Posted on 06. May, 2011 by Julia Mitchell.

Throughout our lifetime, we will face many challenges. How we meet these challenges determines our character. I am reminded of a story about a young man who played, or should I say practiced, American football at a prestigious university. This player was not very skilled and was never allowed to play; yet, he was loyal, never missing a practice.

His name was Jerry and his coach, who was deeply impressed with Jerry’s loyalty and dedication to his team, also marvelled at his extreme devotion to his father. Several times the coach had seen Jerry and his father laughing and talking as they walked arm in arm around the campus. The coach had never met the father or talked to the boy about him.

One day, on a night before an important game, the boy knocked on the coach’s door and asked, ‘Coach, my father just passed away. Would it be okay if I missed practice for the next few days to go home for the funeral and visit my mother?’

‘Yes,’ the coach said and watched the boy walk away, full of sadness.

A few days later, the boy once again knocked on the coach’s door and asked, ‘Coach, I’d like a favour, could I start the game tomorrow in honour of my father.’

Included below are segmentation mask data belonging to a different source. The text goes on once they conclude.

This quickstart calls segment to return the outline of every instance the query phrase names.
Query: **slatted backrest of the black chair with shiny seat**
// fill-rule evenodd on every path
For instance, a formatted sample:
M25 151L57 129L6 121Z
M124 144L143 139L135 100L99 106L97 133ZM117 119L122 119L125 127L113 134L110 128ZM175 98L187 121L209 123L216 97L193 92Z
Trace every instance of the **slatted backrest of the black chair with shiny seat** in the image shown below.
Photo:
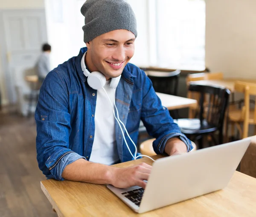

The coach, impressed with the young man’s dedication agreed, then worried the entire night, as this was an important game for the team. The boy had never played before and his skill level was not quite as good as other team members. However, the coach had promised and the young man went into the game on the very first play.

‘Oh, no!’ the coach groaned as the opening kickoff floated to this young boy. The coach expected the worst, but surprisingly, the young boy grabbed the ball and ran several yards until he was finally tackled. Impressed, the coach kept him in for the next play. When the quarterback handed him the ball, he was able to gain 20 yards. During the next play, the quarterback again handed him the ball and he went for another 20 yards.

Finally, a few plays later, the young man went over the goal line and scored a touchdown. Everyone, including the coach, was stunned. Amazingly, the young boy continued at this pace for the entire game, running for many yards and intercepting a pass on defence to help his team with the game. After the game was over and his team had won, the coach asked Jerry, ‘Son, what happened out there? You can’t play as well as you did, you’re not that fast and you’re not that strong.’

The boy looked at the coach and said softly, ‘You see, coach, my father was blind and this is the first game he ever saw me play.’